Morirono in sette quella notte che ha insegnato poco in fatto di sicurezza sul lavoro se in questo 2017, ad agosto, le vittime erano già 591. E se ci pensi mettono i brividi quei cartelli rimasti affissi sui muri. Sono poster in bianco e blu, fissati sopra a lastre d’acciaio, con figure stilizzate di operai: «Attento! Metti la cintura», «Attento! Hai le scarpe corazzate?». Attenti lo erano anche i padri di famiglia e i giovani uomini che quella sera lavoravano «in straordinario» al laminatoio. Corsero subito alla macchina quando scoppiò l’incendio. Stesero i rotoli di tubi per l’acqua da usare contro quel fuoco che avanzava. Usarono gli estintori. Ma alcuni erano vuoti. Altri scaduti. E la manutenzione non era stata fatta. L’olio vaporizzato in aria dalla rottura di un tubo s’incendiò. Un’enorme palla di fuoco travolse tutto e tutti. Tranne quei cartelli che neanche gli sciacalli hanno avuto il coraggio di toccare. Oppure, ed è più probabile, sono ancora lì perché non li hanno visti. Li toglieranno, forse, gli operai che da qualche settimana - per ordine della proprietà- ripuliscono i capannoni. Tre mesi di operazioni. Per portare via tutto: sporcizia e rottami. E magari demolire anche i muri anneriti la notte dell’esplosione.

Giù, sottoterra, dove c’erano i motori dei macchinari che lavorano l’acciaio non c’è più nulla: i predoni sono scesi anche lì, ci sono delle tracce. Resti. Come quegli avanzi di cibo, e le bottiglie vuote di prosecco abbandonate accanto alle scale in metallo che s’inerpicano sulla parete al fondo dell’ultimo capannone. Non ci sono dubbi: quelle sono tracce di chi ha banchettato qui dentro durante una pausa del saccheggio selvaggio.

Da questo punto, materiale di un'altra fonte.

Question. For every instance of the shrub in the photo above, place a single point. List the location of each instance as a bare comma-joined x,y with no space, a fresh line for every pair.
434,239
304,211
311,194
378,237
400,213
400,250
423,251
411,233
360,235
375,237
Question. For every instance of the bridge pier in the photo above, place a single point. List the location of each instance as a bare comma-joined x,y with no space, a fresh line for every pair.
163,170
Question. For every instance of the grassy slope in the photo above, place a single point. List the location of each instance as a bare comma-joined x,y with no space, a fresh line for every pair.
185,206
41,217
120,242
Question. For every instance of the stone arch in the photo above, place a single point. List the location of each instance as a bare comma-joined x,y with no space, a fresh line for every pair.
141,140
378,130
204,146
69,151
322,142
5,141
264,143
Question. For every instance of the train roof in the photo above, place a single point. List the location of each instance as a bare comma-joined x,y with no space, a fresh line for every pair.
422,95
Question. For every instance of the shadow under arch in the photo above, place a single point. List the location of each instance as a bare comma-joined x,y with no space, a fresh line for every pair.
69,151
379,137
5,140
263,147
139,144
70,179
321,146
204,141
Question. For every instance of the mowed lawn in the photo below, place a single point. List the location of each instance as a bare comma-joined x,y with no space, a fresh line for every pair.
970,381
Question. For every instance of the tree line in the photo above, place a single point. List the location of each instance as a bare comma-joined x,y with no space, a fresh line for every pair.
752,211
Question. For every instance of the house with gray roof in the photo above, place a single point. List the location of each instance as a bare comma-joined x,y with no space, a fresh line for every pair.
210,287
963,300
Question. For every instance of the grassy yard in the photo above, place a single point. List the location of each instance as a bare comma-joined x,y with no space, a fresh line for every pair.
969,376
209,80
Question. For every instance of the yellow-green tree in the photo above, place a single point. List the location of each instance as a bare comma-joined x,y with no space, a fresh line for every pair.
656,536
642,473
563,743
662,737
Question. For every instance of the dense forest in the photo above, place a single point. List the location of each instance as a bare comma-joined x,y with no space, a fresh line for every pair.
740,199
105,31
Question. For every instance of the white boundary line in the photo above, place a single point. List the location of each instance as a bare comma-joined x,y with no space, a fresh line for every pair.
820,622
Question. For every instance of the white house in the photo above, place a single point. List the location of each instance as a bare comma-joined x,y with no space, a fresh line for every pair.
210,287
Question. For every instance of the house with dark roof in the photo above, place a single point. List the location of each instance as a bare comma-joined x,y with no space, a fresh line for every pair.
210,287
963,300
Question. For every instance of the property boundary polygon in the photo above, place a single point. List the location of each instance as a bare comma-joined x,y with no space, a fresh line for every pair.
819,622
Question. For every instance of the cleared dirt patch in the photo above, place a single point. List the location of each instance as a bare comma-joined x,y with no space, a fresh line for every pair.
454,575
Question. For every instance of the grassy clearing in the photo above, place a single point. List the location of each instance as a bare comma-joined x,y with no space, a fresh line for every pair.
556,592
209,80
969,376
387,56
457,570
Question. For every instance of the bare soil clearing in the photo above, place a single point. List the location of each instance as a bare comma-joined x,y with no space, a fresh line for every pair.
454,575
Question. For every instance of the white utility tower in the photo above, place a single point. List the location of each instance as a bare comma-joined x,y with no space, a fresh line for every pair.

Da quella notte di dicembre 2007 non è più entrato nessuno che assistette a quella tragedia della Thyssen. «Non credo che avrei la forza di farlo neanche oggi. È un ricordo doloroso troppo vivo dentro di me», ti racconta al telefono Antonio Boccuzzi, l’operaio che si salvò per miracolo. Che corse fuori a invocare aiuto. E che oggi da parlamentare dice: «La sicurezza sul lavoro è il primo problema».

Faceva freddo la notte dell’esplosione. Chi abita in zona racconta che certe sere d’inverno c’è gente che va dormire lì dentro: «Ma non si fermano mai troppo a lungo». Non per rispetto del luogo, ma perché non c’è più un solo angolo dove stare al riparo, tanti vetri trovi per terra. E anche a cercarli adesso in questa passeggiata nei capannoni svuotati non trovi giaciglio di disperati che sia uno. Non ci sono tracce passaggi recenti. Eppure qualcuno ha portato nel cortile sul retro anche una vecchia Panda color amaranto. L’hanno fatta entrare attraverso uno dei tanti varchi aperti nella recinzione. E l’hanno mollata lì, senza che nessuno si premurasse di farla recuperare. Ecco, questo è ciò che resta della «Fabbrica dei tedeschi», per dirla con Mimmo Calopresti.